3 1Entonces la palabra de nuestro Padre vino a Jonás por segunda vez:
2«Levántate, ve a Nínive, aquella gran ciudad, y proclama el mensaje que yo te doy.»
3Jonás se levantó y fue a Nínive, conforme a la palabra de nuestro Padre. Nínive era una ciudad enorme: tres días para recorrerla. 4Jonás caminó un día por la ciudad y proclamó: «¡Cuarenta días más, y Nínive será trastornada!» a a v4 «Trastornada» lleva un doble sentido deliberado: puede significar destruida o transformada, una ironía que el resto del capítulo cumple.
5Los habitantes de Nínive creyeron a Dios.

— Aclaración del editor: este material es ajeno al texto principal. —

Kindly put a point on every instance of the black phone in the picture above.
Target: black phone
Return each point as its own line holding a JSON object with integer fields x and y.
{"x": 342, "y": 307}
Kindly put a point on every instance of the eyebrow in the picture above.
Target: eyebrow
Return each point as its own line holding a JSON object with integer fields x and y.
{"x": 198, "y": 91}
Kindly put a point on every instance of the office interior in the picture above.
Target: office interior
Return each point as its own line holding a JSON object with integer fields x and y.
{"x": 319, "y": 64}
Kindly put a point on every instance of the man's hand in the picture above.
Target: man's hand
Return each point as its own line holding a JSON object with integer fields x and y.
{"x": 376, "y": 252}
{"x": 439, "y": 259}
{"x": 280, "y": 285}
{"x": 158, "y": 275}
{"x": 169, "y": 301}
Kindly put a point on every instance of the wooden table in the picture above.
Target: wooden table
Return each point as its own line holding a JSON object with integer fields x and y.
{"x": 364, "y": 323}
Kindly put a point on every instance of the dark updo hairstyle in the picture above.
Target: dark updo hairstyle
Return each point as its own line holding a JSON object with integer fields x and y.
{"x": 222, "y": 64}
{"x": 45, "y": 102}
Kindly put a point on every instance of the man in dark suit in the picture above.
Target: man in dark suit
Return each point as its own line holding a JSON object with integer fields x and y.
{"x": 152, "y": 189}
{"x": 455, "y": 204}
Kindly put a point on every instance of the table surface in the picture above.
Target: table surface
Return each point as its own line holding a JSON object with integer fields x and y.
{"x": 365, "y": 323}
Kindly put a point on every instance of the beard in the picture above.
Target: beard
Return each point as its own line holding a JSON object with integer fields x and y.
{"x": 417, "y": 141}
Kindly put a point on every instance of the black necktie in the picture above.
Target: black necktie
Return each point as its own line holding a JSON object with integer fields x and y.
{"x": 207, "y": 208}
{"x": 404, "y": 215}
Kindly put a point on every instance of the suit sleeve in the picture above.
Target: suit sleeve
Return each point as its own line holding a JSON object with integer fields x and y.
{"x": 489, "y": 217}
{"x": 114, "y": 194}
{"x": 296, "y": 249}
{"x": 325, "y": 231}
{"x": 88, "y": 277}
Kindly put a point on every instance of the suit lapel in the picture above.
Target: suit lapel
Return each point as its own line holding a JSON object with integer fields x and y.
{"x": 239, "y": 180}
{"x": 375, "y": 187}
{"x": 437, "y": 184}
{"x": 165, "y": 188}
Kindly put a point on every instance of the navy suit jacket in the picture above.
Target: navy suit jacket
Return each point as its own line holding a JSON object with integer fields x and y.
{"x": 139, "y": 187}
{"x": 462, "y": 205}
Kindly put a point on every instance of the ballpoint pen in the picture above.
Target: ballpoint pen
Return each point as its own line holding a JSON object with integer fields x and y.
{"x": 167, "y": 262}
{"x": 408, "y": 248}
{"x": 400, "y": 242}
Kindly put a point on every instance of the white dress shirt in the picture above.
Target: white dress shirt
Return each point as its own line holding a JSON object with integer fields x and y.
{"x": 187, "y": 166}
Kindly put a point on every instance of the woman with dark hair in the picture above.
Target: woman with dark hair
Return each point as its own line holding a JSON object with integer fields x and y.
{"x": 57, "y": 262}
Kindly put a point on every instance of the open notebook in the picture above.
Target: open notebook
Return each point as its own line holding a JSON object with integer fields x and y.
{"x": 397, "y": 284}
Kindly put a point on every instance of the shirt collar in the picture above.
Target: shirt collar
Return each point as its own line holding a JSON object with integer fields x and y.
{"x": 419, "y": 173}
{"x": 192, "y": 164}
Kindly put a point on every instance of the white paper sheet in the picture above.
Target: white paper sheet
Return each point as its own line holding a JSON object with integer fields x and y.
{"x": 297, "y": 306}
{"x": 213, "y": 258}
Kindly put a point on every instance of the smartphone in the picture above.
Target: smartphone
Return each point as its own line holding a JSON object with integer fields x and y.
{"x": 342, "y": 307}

Proclamaron ayuno y se vistieron de cilicio, desde el mayor hasta el menor.
6Cuando la noticia llegó al rey de Nínive, se levantó de su trono, se quitó su manto, se cubrió de cilicio y se sentó en ceniza. 7Y mandó proclamar en Nínive, por decreto del rey y de sus nobles: Que ninguna persona ni animal, ni ganado ni rebaño, pruebe cosa alguna; que no pasten ni beban agua. 8Que las personas y los animales se cubran de cilicio, y que todos clamen a Dios con todas sus fuerzas. Que cada uno se aparte de su mal camino y de la violencia que hay en sus manos. 9¿Quién sabe? Quizá Dios se vuelva y cambie de parecer, y aparte el ardor de su ira, para que no perezcamos.
10Cuando Dios vio lo que hicieron—que se apartaron de su mal camino—Dios cambió de parecer respecto al desastre que había amenazado traer sobre ellos, y no lo hizo.